Europe in ten years after the EU breaks up

The ideological divide around how to manage budgets, debt, and public spending in Europe threatens to split this, the largest unified economic region on Earth, into several factions. Here’s my speculation on how those European sub-regions may reunite over the next ten years. These regions are more similar in their governments and fiscal policy, leading to stronger cooperation:

Why these factions?

  • UK and Switzerland – these countries have always remained isolated from the rest of Europe, and will likely continue that way.
  • Germany and its neighbors – Germany, Austria, Netherlands, Belguim, Luxemburg, Czech Republic, and even possibly Croatia – these countries look to Germany for stability and sound leadership. Some of the neighboring countries (Hungary, Boznia, Slovakia) might join too but tend to have sharp historical divisions with one of the other member countries of this economic alliance. This would be the remnants of the old EU, and likely would keep using the EURO.
  • France – This is the hardest county to place. They will probably waver for the next ten years, trying to decide to unite with UK, Germany, or start something with Italy and Spain as the leader of the “Western Europe” alliance.
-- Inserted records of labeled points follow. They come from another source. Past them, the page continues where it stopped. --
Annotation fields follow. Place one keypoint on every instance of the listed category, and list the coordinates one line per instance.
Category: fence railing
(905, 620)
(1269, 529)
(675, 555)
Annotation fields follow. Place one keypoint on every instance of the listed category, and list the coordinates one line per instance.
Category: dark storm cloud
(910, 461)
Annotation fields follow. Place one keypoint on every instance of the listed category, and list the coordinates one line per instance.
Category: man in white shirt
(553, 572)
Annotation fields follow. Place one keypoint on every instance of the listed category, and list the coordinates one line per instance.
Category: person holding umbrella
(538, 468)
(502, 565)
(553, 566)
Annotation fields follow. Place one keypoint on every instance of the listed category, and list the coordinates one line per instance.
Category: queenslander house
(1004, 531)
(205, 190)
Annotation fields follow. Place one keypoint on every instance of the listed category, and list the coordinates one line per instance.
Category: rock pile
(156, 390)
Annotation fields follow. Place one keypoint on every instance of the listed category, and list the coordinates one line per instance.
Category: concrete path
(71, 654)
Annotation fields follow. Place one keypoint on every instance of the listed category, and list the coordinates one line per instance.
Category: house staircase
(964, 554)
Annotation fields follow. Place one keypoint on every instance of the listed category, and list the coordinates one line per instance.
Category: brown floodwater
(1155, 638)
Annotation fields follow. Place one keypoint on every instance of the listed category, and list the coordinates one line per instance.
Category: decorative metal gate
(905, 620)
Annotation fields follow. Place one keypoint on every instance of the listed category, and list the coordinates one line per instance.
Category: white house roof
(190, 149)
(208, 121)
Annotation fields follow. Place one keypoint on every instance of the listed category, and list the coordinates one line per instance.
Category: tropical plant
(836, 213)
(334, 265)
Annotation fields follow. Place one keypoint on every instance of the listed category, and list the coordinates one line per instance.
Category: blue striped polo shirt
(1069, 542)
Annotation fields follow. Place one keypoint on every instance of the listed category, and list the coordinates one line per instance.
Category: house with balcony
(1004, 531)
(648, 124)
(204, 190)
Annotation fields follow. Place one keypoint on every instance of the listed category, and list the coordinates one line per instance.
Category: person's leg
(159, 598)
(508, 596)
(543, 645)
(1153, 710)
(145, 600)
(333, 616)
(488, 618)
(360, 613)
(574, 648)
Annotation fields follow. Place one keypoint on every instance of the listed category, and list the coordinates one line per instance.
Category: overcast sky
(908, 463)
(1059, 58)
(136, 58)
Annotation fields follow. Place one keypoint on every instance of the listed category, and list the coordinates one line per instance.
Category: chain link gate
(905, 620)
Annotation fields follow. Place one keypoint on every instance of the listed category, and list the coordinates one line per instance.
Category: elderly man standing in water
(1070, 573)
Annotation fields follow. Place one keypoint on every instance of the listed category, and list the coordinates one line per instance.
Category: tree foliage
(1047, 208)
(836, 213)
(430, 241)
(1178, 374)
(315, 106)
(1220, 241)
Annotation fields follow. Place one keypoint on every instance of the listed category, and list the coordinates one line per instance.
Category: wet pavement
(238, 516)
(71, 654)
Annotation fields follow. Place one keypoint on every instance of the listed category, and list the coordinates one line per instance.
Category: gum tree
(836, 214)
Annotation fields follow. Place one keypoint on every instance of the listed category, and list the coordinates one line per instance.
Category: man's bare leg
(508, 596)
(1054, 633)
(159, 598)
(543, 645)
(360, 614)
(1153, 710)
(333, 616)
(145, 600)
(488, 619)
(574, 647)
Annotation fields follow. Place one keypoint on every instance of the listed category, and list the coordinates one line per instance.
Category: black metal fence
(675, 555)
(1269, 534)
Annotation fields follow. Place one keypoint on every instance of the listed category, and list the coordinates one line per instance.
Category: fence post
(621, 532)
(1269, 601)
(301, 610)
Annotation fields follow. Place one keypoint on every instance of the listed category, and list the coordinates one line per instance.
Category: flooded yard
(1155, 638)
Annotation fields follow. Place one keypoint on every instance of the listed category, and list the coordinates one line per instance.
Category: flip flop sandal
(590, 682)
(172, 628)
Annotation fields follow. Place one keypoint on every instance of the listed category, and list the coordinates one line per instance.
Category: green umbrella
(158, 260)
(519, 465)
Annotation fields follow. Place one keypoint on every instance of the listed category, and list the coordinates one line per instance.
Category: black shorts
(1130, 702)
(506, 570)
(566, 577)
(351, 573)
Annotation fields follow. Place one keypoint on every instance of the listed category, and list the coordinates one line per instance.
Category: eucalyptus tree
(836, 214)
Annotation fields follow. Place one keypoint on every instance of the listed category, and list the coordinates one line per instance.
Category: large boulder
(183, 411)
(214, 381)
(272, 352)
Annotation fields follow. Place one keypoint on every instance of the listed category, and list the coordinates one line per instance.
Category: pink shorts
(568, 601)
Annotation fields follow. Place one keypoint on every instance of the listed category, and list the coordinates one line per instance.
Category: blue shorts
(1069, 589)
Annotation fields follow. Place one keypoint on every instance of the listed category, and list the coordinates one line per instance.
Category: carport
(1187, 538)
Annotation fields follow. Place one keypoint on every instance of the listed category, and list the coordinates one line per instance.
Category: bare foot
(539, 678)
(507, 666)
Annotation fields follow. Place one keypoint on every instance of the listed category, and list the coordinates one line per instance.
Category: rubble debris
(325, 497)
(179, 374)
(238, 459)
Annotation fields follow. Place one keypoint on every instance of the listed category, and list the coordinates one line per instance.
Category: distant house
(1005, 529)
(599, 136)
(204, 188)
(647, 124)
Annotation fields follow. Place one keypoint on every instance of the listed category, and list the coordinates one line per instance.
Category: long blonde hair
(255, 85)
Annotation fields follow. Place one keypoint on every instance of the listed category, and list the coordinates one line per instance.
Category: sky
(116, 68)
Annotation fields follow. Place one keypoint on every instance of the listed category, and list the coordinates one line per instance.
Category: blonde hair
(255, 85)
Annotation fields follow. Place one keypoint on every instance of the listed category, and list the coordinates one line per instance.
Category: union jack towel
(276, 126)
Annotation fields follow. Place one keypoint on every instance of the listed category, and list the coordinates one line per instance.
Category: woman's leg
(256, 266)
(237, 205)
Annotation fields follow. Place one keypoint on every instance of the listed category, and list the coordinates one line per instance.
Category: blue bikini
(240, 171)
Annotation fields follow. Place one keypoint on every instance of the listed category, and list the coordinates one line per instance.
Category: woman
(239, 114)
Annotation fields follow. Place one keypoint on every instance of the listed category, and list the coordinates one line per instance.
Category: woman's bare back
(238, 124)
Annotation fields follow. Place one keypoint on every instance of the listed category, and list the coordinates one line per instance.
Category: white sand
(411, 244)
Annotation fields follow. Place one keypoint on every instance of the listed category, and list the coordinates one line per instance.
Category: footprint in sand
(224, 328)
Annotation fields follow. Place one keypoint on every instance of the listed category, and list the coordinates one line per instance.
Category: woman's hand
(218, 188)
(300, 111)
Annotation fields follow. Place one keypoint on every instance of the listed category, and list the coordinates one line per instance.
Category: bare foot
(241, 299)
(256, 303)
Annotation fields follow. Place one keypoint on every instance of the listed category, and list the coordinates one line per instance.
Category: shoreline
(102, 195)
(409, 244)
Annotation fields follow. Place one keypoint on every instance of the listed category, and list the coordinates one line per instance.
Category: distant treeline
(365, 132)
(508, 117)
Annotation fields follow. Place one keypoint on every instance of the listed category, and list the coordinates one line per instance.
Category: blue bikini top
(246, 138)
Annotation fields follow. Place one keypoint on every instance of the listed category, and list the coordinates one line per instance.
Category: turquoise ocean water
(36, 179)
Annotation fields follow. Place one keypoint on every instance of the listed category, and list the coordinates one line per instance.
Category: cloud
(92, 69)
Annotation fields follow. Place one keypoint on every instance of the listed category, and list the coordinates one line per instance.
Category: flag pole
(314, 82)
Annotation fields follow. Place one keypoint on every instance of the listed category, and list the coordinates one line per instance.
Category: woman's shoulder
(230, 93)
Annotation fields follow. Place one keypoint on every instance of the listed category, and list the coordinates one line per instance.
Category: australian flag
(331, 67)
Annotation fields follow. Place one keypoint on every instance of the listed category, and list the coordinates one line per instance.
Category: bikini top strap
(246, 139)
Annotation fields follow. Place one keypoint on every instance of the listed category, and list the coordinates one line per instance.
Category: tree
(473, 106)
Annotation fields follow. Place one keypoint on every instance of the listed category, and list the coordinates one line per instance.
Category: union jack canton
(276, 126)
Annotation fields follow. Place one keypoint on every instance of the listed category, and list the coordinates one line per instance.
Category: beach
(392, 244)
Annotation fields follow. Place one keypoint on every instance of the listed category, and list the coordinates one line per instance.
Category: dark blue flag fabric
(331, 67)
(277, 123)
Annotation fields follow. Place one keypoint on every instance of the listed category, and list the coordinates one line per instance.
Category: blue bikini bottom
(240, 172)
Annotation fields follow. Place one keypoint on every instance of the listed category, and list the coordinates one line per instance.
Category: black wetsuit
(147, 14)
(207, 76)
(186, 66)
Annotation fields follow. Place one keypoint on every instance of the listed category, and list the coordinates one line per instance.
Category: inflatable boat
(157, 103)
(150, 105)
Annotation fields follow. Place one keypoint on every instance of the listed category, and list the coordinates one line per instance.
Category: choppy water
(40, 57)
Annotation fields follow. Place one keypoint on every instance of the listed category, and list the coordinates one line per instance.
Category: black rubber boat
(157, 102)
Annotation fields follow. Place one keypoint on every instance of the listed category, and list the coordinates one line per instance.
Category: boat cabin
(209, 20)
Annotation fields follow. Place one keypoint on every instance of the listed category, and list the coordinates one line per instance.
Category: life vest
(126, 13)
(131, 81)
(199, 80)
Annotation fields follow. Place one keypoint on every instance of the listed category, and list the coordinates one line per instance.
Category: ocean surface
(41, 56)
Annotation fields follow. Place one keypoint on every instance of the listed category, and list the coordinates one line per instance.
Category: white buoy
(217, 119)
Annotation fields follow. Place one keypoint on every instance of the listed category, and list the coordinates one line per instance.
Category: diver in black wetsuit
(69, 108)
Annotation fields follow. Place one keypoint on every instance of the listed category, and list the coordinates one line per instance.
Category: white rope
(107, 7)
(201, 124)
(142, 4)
But ultimately, I don’t think France can forge a lasting relationship with any of those countries, save Germany (because remaining in the EU with Germany would require the least decisive effort on the part of French leaders). France is more like the USA than even the UK – indecisive and ultimately divided among many allies, but never being a full partner to any of them.
  • Eastern Europe – Uniting around a strong Poland, I foresee Hungary, Slovakia, Bosnia, and possibly Ukraine joining together. If Ukraine joined, then Romania and Bulgaria and other parts of the Balkans could flock to this strong group. However, these governments are still just learning how to be autonomous after 50 years of Soviet rule, and may have little to offer in the way of regional leadership. Poland and Ukraine at the powerhouses here of sound government and vision.
  • Old Soviet Block – Russia may again dominate Belarus, and possibly Ukraine. But these former satellite states still resent Russia, and especially Ukraine is strong enough to remain on her own. The baltic states are especially resentful of Russia, yet not strongly connected to Scandinavia or Germany or Eastern Europe to predict which way they will go. They WILL join one of these groups eventually.
  • Scandinavia – The second strongest and most stable part of Europe will likely become more closely connected with the breakup of the EU. I hope the Baltic states and Denmark join, leaving this region as the #2 force economic trading block in Europe. You don’t think about them much – but their economy is not plagued by sweeping downturns in the business cycle and Sweedish Nokia remains the world’s supplier of cheap cell phones in 160 poor countries.
  • Southern Europe – last and definitely least are the Mediterranian states of Greece, Italy, and Spain. These bastard children are the cause of Europe’s problems, which 98 percent of Greeks working to avoid paying taxes every year, and Italy’s 50 parliaments in as many years. Spain too, is spending beyond her means. These countries might ally together around a Mediterranian alliance frought with weak governments and mountains of debt. I placed Turkey in this group not because they have weak government, but because the strong economic parts of Europe don’t seem ready to work with an Islamic state (look at you, Germany). It would make the most sense for Turkey to join Ukraine, but that alliance has never happened.

EU in 2012

EU in 2014 (prediction)


Well, looks like I totally missed on this prediction. In 2016 no countries have left, and none have joined. Ukraine’s Russian invasion made their joining all but impossible, and Syrian refugees spilling into Turkey has driven it out of the EU.

Greece continues to limp along, and the UK recently made demands on the EU to let it inform their economic policies without actually joining EU. So it looks like EU politically has opted to weaken itself rather than cull its weakest non-compliant members.